Tenants at the Bushwick Houses detailed the shocking conditions and complaints of staggering neglect by the city’s scandal-scarred Housing Authority on Friday as elected officials rallied to demand urgent repairs at the complex.
“You get out of bed to use the bathroom … and you just step in it,” said Joshua Torres, 27, who lives in the Brooklyn public housing complex with his 63-year-old mother, Maria Carman.
“It’s just horrible because the water proceeds to get underneath my bed, even in the middle of the room.”
Another tenant who lives in a nearby building in the complex offered a similar story.
“They’re just horrible. They speak to you like you’re garbage,” said Natonia Dutes, a 43-years-old disabled student who needs a cane to get around and lives in the complex. “NYCHA would not come to assist.”

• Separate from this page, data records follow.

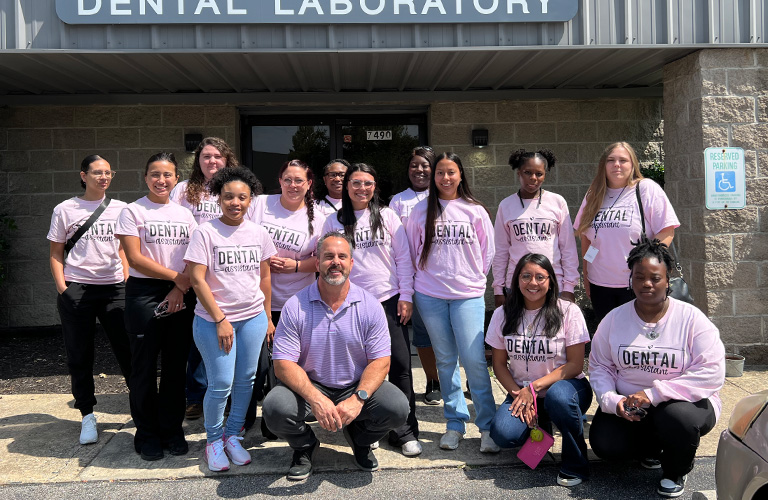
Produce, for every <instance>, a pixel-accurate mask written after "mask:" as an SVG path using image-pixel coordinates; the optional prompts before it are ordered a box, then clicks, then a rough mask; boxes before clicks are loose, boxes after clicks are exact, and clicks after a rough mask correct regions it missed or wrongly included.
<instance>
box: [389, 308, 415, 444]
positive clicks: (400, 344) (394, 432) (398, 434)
mask: <svg viewBox="0 0 768 500" xmlns="http://www.w3.org/2000/svg"><path fill="white" fill-rule="evenodd" d="M399 300H400V294H396V295H395V296H394V297H391V298H389V299H387V300H385V301H384V302H382V303H381V305H382V307H384V314H385V315H386V317H387V327H388V328H389V337H390V339H391V342H392V355H391V356H390V362H389V382H390V383H392V384H393V385H394V386H395V387H397V388H398V389H400V391H402V393H403V394H405V397H406V398H408V404H409V405H410V411H409V412H408V418H407V419H406V421H405V423H404V424H403V425H401V426H400V427H397V428H396V429H393V430H392V431H390V433H389V443H390V444H391V445H393V446H402V445H404V444H405V443H407V442H408V441H415V440H416V439H418V438H419V422H418V421H417V420H416V394H414V392H413V374H412V372H411V342H410V340H409V339H408V327H406V326H405V325H404V324H402V323H400V318H398V316H397V302H398V301H399Z"/></svg>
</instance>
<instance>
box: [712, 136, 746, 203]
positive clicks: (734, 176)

“Once it rains, it rains in my living room. Literally,” she added.
The list of horrors in her apartment runs the gamut from unfixed holes in her living room wall to a rotted-out bathroom, where she said one NYCHA repairman told her to replace the sink herself.
“As elected officials, we feel helpless in telling them [tenants]: ‘Put your tickets in, the repairs will come. Put your tickets in, the repairs will come. There’s a system to handle that,'” said Brooklyn Borough President Antonio Reynoso during a press conference at the project. “There isn’t! It isn’t! That system does not work.”

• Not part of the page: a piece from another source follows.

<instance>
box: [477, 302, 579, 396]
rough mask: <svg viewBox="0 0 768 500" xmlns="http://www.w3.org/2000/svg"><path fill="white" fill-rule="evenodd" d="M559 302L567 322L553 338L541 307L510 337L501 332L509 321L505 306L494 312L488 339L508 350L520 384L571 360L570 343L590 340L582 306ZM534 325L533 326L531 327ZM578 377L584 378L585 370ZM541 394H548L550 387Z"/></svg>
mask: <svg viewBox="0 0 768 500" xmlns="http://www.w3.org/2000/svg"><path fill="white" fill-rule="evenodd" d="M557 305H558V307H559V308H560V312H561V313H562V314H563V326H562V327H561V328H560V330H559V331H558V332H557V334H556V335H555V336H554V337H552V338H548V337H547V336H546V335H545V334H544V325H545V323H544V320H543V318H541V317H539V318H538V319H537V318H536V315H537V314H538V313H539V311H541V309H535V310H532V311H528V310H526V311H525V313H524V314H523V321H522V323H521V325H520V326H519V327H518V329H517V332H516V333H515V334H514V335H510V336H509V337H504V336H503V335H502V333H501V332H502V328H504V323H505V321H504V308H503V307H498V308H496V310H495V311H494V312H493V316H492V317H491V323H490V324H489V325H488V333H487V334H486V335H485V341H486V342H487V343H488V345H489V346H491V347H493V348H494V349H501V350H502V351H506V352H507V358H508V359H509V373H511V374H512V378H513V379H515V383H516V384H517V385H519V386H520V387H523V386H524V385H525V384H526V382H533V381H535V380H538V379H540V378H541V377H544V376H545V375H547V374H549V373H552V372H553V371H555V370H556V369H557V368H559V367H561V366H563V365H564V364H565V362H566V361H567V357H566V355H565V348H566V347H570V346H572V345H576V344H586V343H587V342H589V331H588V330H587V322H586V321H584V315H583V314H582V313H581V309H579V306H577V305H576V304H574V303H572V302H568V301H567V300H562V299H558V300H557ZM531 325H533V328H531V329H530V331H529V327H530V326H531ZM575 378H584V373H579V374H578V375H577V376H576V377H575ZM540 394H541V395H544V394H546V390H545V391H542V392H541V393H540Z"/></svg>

Federal authorities mounted a partial takeover of NYCHA — which is the biggest landlord in the five boroughs — in 2019 as years of scandals over lead paint exposure, mismanagement, failed repairs, heating failures and decrepit living conditions crescendoed.

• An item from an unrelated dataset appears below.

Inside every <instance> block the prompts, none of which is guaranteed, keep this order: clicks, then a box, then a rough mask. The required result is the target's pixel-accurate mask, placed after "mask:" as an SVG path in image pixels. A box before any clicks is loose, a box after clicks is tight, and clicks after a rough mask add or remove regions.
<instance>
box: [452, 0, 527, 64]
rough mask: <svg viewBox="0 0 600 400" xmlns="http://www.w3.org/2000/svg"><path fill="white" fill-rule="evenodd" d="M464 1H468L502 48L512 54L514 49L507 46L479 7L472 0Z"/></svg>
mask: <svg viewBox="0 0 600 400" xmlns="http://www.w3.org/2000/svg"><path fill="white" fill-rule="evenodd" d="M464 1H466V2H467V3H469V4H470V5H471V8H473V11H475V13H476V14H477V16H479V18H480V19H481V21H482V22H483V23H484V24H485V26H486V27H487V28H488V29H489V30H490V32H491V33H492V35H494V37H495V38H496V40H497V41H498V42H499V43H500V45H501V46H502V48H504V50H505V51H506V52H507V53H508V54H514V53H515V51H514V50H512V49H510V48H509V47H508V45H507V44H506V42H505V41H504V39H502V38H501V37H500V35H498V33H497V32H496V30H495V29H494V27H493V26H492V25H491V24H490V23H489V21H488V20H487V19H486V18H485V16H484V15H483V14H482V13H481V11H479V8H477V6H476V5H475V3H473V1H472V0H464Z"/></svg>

NYCHA estimates the 1,220-apartment complex that was opened in 1960 needs at least $315 million in work to bring it back to a good state of repair. All told, the agency estimated in 2017 that it needs more than $40 billion to fix all of its apartments, which totaled more than 186,000 at the time.
After years of resistance, former Mayor Bill de Blasio OK’d a strategy in 2018 to raise an estimated $13 billion through partnerships with private developers, which would allow NYCHA to receive additional federal funds to repair about 60,000 apartments.
“NYCHA staff and plumbers have been working to address these leaks, and will continue to identify and repair these lines until all work is completed,” said a NYCHA spokeswoman. “Our dedicated staff works 24/7 to address issues caused by crumbling infrastructure due to decades of disinvestment.”